Enforcing flatness beyond the coalescent horizon

harrispopgen / mushi

[mu]tation [s]pectrum [h]istory [i]nference

https://harrispopgen.github.io/mushi/

MIT License

24 stars 5 forks source link

Enforcing flatness beyond the coalescent horizon #8

Closed wsdewitt closed 5 years ago

wsdewitt commented 5 years ago

We should heavily penalize the derivative as we approach the coalescent horizon. Here's the expected time to the most recent common ancestor of a sample of n haplotypes, assuming a constant population size eta_0. It's just a sum of the expected intercoalescent times. The coalescent has a lot of variance so we'd want to go out a few sigma beyond the expected T_MRCA. That's also straightforward: the variance is just the sum of the variances of the exponential intercoalescent times.

wsdewitt commented 5 years ago

Although it would be more correct to compute this inhomogeneously by integrating eta(t) for each interval, it might be sufficient to just use the best fit constant population size.

kamdh commented 5 years ago

I like your notebook, but how is it that you compute the horizon zone? What is $T_\sigma$?

kamdh commented 5 years ago

Also, you can probably just do asymptotics and assume n >> 1, and work with the leading order terms

wsdewitt commented 5 years ago

Definitely should get another look, but the idea is that the intercoalescent times are independent exponential rvs, so both the expectations and variances are additive over the interval expectations and variances. Then T_sigma is just sqrt of the var. It would be more correct to compute quantiles, but I'm just doing +/- 2sigma

wsdewitt commented 5 years ago

Also I should have tagged the commit to this issue: b4edd7e8f4f44eeb894d6023d3e42c5f835d21ad

kamdh commented 5 years ago

I don't think the ramp should necessary stop after the horizon time, it should keep increasing.

kamdh commented 5 years ago

Btw, T_expectation is 1.3e4 and 2*T_sigma is 1.4e4

wsdewitt commented 5 years ago

^^ why? ^Yeah so it's left bounded at t=0 in that case

kamdh commented 5 years ago

Before the horizon, we have some hope of seeing changes in eta(t), so we can smooth some but not too much. Near the horizon, we want to increase the smoothing, and this should keep increasing so that the function becomes increasingly smoother as time goes on. Really, we want to ensure that it's constant in the end. So my weights for this would be something constant plus a ramp that starts before the horizon and increases forever. Maybe a nonlinear ramp.

kamdh commented 5 years ago

The other thing to figure out is why we cannot just parametrize the max time as something close to the horizon and then solve a smaller problem. Something about how we have formulated the problem gives us those weird jumps.

wsdewitt commented 5 years ago

^^My intuition is that everything substantially beyond the horizon should be substantially but equally penalized, the idea being that all of that region is equivalent terra incognita for our SFS. It doesn't have to keep getting smoother once we're decidedly in that zone.

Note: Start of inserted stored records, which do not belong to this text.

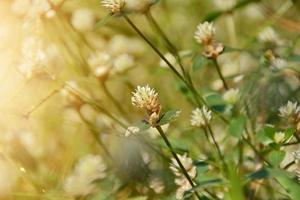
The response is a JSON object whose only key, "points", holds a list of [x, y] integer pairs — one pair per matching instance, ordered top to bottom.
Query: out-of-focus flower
{"points": [[225, 5], [113, 6], [140, 6], [20, 7], [83, 20], [205, 33], [269, 35], [33, 56], [122, 63], [101, 64], [70, 94], [231, 96], [147, 98], [290, 111], [201, 116], [131, 130], [279, 137], [296, 155], [8, 177], [180, 179], [81, 182], [157, 185]]}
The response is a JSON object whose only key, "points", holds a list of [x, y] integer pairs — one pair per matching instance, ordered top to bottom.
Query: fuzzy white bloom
{"points": [[138, 5], [225, 5], [113, 6], [83, 20], [205, 33], [268, 35], [122, 63], [231, 96], [145, 97], [289, 110], [199, 115], [131, 130], [279, 137], [296, 155], [8, 177], [180, 179], [81, 182], [157, 185]]}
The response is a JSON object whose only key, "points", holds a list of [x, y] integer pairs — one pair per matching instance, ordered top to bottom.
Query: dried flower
{"points": [[113, 6], [141, 6], [205, 33], [231, 96], [147, 98], [200, 117], [131, 130], [279, 137]]}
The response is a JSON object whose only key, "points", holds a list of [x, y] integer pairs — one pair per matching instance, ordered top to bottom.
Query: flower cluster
{"points": [[204, 35], [146, 98], [291, 113], [201, 117], [180, 179], [82, 181]]}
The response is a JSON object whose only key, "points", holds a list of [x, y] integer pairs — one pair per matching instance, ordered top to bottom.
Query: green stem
{"points": [[220, 73], [162, 134]]}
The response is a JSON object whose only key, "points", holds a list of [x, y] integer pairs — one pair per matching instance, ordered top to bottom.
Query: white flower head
{"points": [[225, 5], [113, 6], [205, 33], [268, 35], [231, 96], [146, 98], [289, 110], [201, 116], [131, 130], [279, 137], [296, 155]]}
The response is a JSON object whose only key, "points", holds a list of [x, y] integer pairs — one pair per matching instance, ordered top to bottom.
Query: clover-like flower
{"points": [[113, 6], [205, 33], [201, 116]]}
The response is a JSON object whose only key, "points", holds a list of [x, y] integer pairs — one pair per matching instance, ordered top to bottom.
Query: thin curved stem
{"points": [[220, 74], [162, 134]]}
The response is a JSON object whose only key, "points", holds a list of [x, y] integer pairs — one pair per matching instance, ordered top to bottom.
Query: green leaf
{"points": [[103, 21], [198, 62], [215, 102], [168, 117], [237, 126], [276, 157], [260, 174], [288, 182]]}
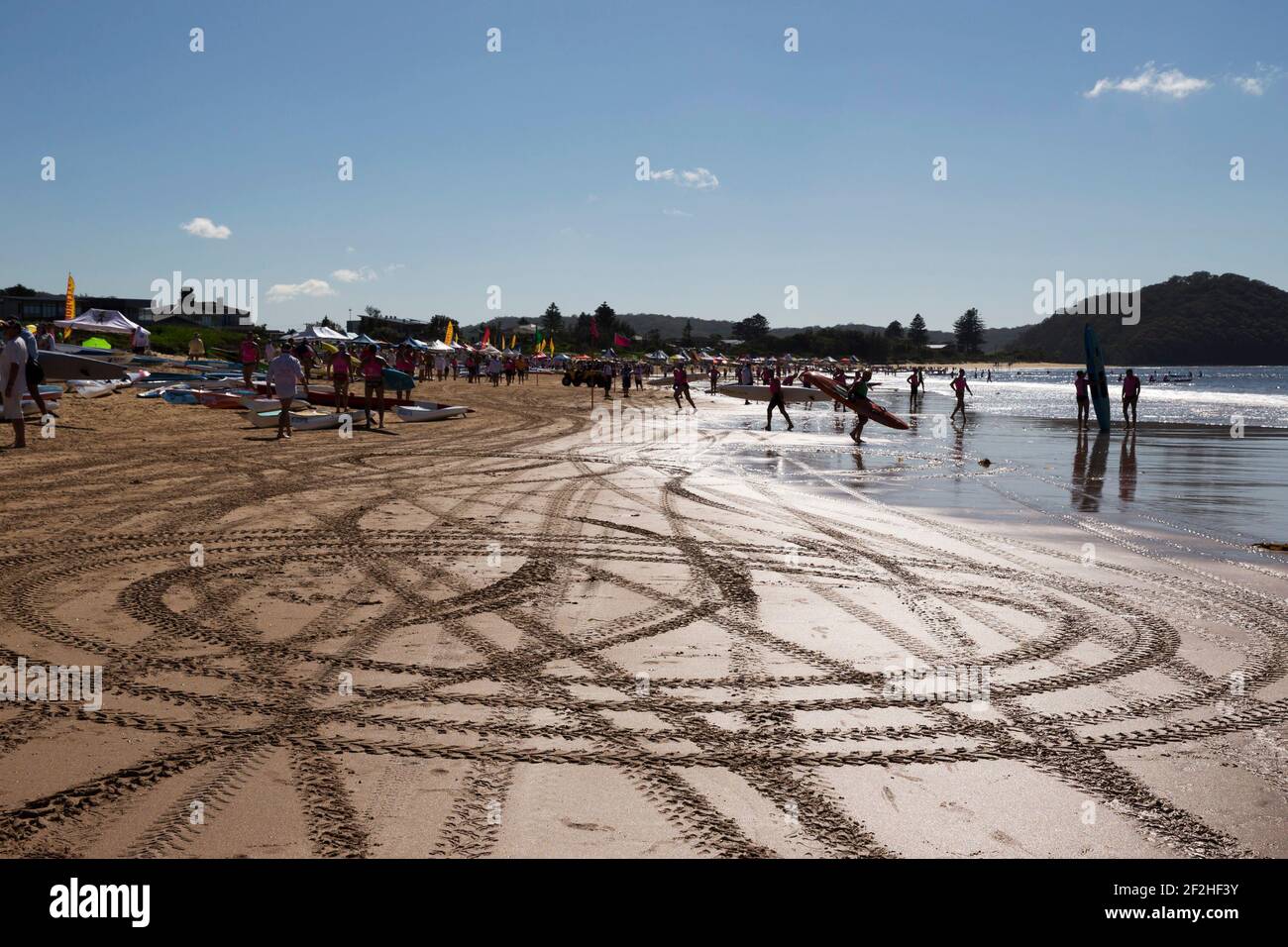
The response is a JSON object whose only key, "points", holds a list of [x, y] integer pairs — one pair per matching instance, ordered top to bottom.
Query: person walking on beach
{"points": [[46, 341], [249, 357], [404, 361], [342, 371], [33, 372], [283, 373], [13, 380], [374, 382], [681, 386], [961, 386], [1080, 386], [859, 393], [1131, 394], [776, 399]]}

kamdh commented 5 years ago

Really, if we want it to be totally flat, it should be infinitely weighted so that the diffs cannot be nonzero.

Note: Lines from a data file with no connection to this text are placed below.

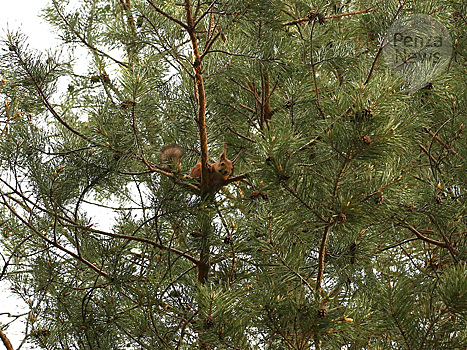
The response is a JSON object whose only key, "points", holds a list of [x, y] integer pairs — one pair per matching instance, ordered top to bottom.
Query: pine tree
{"points": [[343, 225]]}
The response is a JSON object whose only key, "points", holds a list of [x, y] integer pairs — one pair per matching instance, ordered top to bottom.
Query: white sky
{"points": [[23, 15]]}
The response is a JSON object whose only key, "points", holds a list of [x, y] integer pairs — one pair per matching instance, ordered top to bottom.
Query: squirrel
{"points": [[171, 156], [218, 172]]}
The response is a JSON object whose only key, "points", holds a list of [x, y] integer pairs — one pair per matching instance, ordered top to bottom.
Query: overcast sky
{"points": [[23, 15]]}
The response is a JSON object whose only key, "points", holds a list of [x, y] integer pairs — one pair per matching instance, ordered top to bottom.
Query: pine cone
{"points": [[322, 312], [208, 321]]}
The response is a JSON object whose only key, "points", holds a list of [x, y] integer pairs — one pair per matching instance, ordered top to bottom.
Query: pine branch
{"points": [[308, 19], [83, 39], [381, 47], [200, 96], [419, 235], [43, 236], [5, 341]]}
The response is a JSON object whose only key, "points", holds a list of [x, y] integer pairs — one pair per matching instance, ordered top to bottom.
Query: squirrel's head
{"points": [[223, 166]]}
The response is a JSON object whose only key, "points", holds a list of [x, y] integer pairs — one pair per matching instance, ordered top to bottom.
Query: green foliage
{"points": [[343, 226]]}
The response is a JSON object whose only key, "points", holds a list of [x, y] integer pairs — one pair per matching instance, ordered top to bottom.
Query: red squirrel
{"points": [[218, 172]]}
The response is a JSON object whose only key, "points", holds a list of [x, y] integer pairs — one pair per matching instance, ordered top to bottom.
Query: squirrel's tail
{"points": [[171, 156]]}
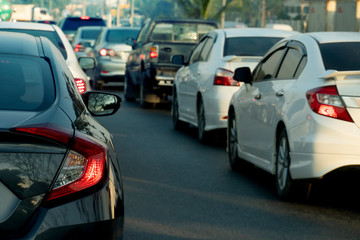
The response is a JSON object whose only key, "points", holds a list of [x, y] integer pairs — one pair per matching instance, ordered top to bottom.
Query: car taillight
{"points": [[79, 48], [154, 51], [107, 52], [225, 78], [80, 84], [326, 101], [85, 163]]}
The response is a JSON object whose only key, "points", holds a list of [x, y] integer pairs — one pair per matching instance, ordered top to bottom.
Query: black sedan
{"points": [[59, 173]]}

wsdewitt commented 5 years ago

Um, how's that different from truncating our time grid and using infinite=True as currently implemented?

wsdewitt commented 5 years ago

Commit 0acc3e91 implements the penalty ramp as a linear function of the CDF of the TMRCA under the best fitting constant population size. The CDF is given in Wakeley, eqn 3.39, implemented in dement.py with DemEnt.tmrca_cdf(). The minimum and maximum penalties (lambda_diff_min and lambda_diff_max) are parameters to the inversion function DemEnt.invert().

The penalty ramp is visualized in the inversion plot (blue curve/axis below), which also gives a nice indication of where the (approximate) coalescent horizon is wrt our demography. Here's a demonstration using an exponential growth demography (note log axes).

A possible revision could be to use the inferred demography to compute the CDF, instead of the MLE constant demography. This will require an inhomogeneous analog to Wakeley's eqn 3.39.